De repente se pregunta dónde diablos está la otra vieja y da un respingo al verla regresar de la oscuridad cloqueando y celebrando su victoria: en una de las cuencas vacías lleva la canica de cristal, y por eso ahora veía; y en una de las desnudas encías sobresalía el dado de hueso, por eso ahora mordía. Se acercó de dos zancadas a la otra y sin perderla de vista un instante le mordió salvajemente en el cuello aprovechándose de su superioridad. En menos de lo que canta un gallo comenzaron a pelear y a arrearse tremendos golpes y mordiscos. Finalmente, tras un rato interminable, la una consiguió arrebatarle a la otra el improvisado diente y se lo colocó en la boca. Hicieron una tregua, evaluándose, y ya estaban a punto de lanzarse de nuevo a la trifulca, cuando se me ocurrió que ya era hora de acabar el cuento y las grité que parasen de una vez y que terminaran su trabajo olvidado. Se volvieron como golpeadas por un rayo: una con su apagado ojo de cristal y la otra con su rocambolesco diente, y en un instante me atraparon y me sujetaron el tiempo suficiente para que una de ellas (la más vieja y fea, creo) me pusiera una de las dos odiosas partes de la prenda que habían estado confeccionando durante todo el tiempo. Me introdujeron por las aberturas colocando correctamente todos mis brazos y piernas hasta que me di cuenta de que me estaba asfixiando y decidí poner punto y final al cuento para salvar la vida. La libertad creadora es la única que triunfa.

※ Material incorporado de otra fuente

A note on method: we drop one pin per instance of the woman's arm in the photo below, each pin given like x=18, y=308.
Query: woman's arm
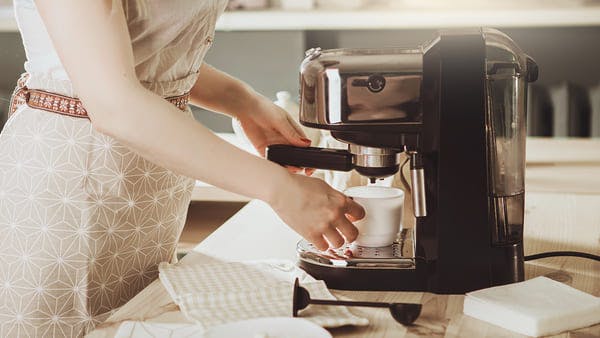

Inmediatamente, una vez escrita la palabra “Fin”, desaparecieron las dos viejas, el farol, las tijeras, la canica, el dado, y sobre todo la aparatosa prenda que muy solícitamente ayudó a quitarme el hombrecillo uniformado de ferrocarril. Le di las gracias y esperé a que colocara un nuevo ventanuco en la pared por el que entrara algo de luz luz, para invitarle a que se sentara conmigo en las mecedoras y esperar indefinidamente a que nos crecieran las barbas mirándonos sin pestañear. En un instante de masoquismo extremo se me ocurrió preguntarle por qué él no había desaparecido junto al resto de las cosas.
En cuanto el ferroviario comenzó a hablar no puede evitar caer dormido. Será que no tolero la palabra de ningún hombre uniformado, o que anoche, en vez de laxantes tomé algún tipo de adormidera. Por cierto, que cerca de nosotros reposaban los huesos de la tercera parca, posiblemente devorada por las otras dos en tiempos pretéritos.